- Social Security's cost-of-living adjustment for 2022 will be 5.9%, the highest in decades.
- Yet high inflation and more expensive Medicare Part B premiums will limit just how much more beneficiaries could see in their monthly checks.
- You can take steps now to protect your income by being strategic about your Medicare coverage and planning ahead for how higher benefits could affect your taxes.
Despite the biggest cost-of-living adjustment in decades, Social Security beneficiaries may still find it challenging to make their monthly checks stretch farther next year.
The reasons: Inflation is continuing to drive up consumer prices, while standard Medicare Part B premiums will rise by 14.5% in 2022 in a bigger-than-expected jump.
The Consumer Price Index, a government measure for the change in prices over time, climbed 6.2% year-over-year in October, marking the biggest inflation increase in 30 years.
Standard Medicare Part B premiums will be higher next year as well, due in part to a new, expensive Alzheimer's drug.
That could affect how much people from Social Security's 5.9% cost-of-living adjustment for next year.
"Inflation is still running ahead of the COLA amount right now," said Mary Johnson, Social Security and Medicare policy analyst at The Senior Citizens League, a nonpartisan senior group.
"If inflation moderates, buying power may improve," she said.

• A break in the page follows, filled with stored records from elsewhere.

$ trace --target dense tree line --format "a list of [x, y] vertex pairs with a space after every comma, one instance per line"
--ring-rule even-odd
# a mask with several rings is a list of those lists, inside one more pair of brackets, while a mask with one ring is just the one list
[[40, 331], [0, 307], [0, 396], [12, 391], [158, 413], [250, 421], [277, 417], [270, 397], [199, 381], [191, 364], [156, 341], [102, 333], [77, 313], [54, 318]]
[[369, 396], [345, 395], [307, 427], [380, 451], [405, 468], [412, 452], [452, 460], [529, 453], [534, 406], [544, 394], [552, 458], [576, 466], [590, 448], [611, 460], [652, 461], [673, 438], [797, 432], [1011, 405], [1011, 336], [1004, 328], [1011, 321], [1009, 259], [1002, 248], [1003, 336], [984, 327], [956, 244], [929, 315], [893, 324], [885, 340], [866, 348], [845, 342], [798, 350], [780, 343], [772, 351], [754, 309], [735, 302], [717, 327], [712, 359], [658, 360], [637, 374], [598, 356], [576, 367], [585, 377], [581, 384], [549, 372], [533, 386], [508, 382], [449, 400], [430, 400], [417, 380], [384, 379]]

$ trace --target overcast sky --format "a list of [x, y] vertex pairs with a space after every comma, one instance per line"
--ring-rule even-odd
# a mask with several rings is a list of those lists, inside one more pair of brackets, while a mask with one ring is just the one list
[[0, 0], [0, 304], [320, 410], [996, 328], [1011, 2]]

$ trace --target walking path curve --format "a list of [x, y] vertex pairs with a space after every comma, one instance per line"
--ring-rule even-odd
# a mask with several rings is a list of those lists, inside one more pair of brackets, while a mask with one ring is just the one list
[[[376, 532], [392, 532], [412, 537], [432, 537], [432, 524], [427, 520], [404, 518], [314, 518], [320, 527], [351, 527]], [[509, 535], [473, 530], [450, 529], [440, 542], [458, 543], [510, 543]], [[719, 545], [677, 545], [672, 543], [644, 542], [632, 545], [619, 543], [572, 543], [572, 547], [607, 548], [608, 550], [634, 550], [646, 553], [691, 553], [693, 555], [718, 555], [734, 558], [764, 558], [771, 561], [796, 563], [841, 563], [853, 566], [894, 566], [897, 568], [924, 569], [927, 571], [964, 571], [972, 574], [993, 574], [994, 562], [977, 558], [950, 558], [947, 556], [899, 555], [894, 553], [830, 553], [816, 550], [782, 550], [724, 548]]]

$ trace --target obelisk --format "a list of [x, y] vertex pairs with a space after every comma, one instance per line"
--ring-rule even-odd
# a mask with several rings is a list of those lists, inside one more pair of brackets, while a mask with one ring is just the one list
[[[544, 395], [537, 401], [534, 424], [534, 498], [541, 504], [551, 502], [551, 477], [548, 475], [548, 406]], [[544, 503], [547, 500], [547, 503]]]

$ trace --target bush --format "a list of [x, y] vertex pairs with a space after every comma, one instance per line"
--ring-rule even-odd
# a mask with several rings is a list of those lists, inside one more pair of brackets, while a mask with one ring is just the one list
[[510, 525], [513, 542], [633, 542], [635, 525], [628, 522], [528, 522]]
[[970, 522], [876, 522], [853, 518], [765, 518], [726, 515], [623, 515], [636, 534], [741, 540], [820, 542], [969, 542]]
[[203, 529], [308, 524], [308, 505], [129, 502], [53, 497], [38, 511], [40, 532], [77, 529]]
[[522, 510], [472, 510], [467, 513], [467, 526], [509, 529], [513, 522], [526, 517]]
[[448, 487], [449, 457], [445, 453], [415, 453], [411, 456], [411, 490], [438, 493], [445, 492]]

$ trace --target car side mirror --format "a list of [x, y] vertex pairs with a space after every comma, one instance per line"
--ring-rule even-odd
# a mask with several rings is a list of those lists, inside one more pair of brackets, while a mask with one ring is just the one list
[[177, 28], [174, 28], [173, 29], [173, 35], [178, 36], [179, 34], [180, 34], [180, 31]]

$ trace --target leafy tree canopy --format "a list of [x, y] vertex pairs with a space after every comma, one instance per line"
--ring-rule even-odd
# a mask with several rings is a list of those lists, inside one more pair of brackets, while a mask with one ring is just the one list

Those with the lowest monthly Social Security benefits — around $366 per month — will see no increase at all next year, based on The Senior Citizens League's calculations. Higher benefits — around $2,870 per month — will see about a 5.1% increase.
To plan for those changes next year — and to make the most of the cost-of-living adjustment — there are some things you should do now.
The Social Security Administration will provide statements with your official monthly benefits for next year.
While you are waiting for that, you can calculate how much you can expect to receive on your own. Take your monthly benefit from this year and multiply it by 1.059 in order to determine how much of an increase you will see from next year's cost-of-living adjustment. Then, subtract your estimated Medicare Part B premium based on your income tier.
Keep in mind that people with incomes above certain levels will pay more for Medicare Part B due to what's known as Income-Related Monthly Adjustment Amounts, or IRMAAs.
The Social Security Administration generally starts sending mailed notices of the new benefit amounts in early December. However, most beneficiaries will be able to see that information through their online My Social Security accounts.
You may still have time to find a better rate for your health coverage through Medicare open enrollment, which lasts until Dec. 7.
You may opt for a Medicare Advantage plan, which provide Medicare benefits through a private insurer.
By selecting a Medicare Advantage plan, you may be able to find broader coverage for as much or less than what Part B premium will cost you, said Sri Reddy, senior vice president of retirement and income solutions at Principal Financial Group.
"You would be doing yourself an injustice if you didn't shop around and make sure you have the best coverage and the best price," Reddy said.
The variety of Medicare Advantage plans available will vary depending on where you live, according to Johnson.
You may still be able to "save considerably" just by changing your Medicare Part D coverage for prescription drugs, Johnson said.
From year to year, the private insurers that run those plans may drop coverage for certain prescriptions completely, or they can change their coverage tiers, which could mean you will pay much more for the same drugs.
"There's any number of pitfalls that can happen," Johnson said.
The key is to read the fine print before signing up.
"If you catch some issue or problem, it can save you hundreds and even thousands of dollars by making a move to a more efficient plan, either your health plan or your drug plan," Johnson said.
A 5.9% cost-of-living adjustment in 2022 will push up the gross amount of your benefits and your income. The result: More of your Social Security benefits could be subject to taxes.
This would affect you in the 2022 tax year, and come due in the 2023 tax season, Johnson said, which means there's time to plan ahead.
By consulting a tax advisor, you can work to identify the best strategy for you. That could include having more money withheld for taxes from either your Social Security benefits or your retirement account distributions or making other adjustments.
Local senior centers may have tax professionals available to help for reduced costs, Johnson said. In addition, your local Agency on Aging may have Medicare counselling services available.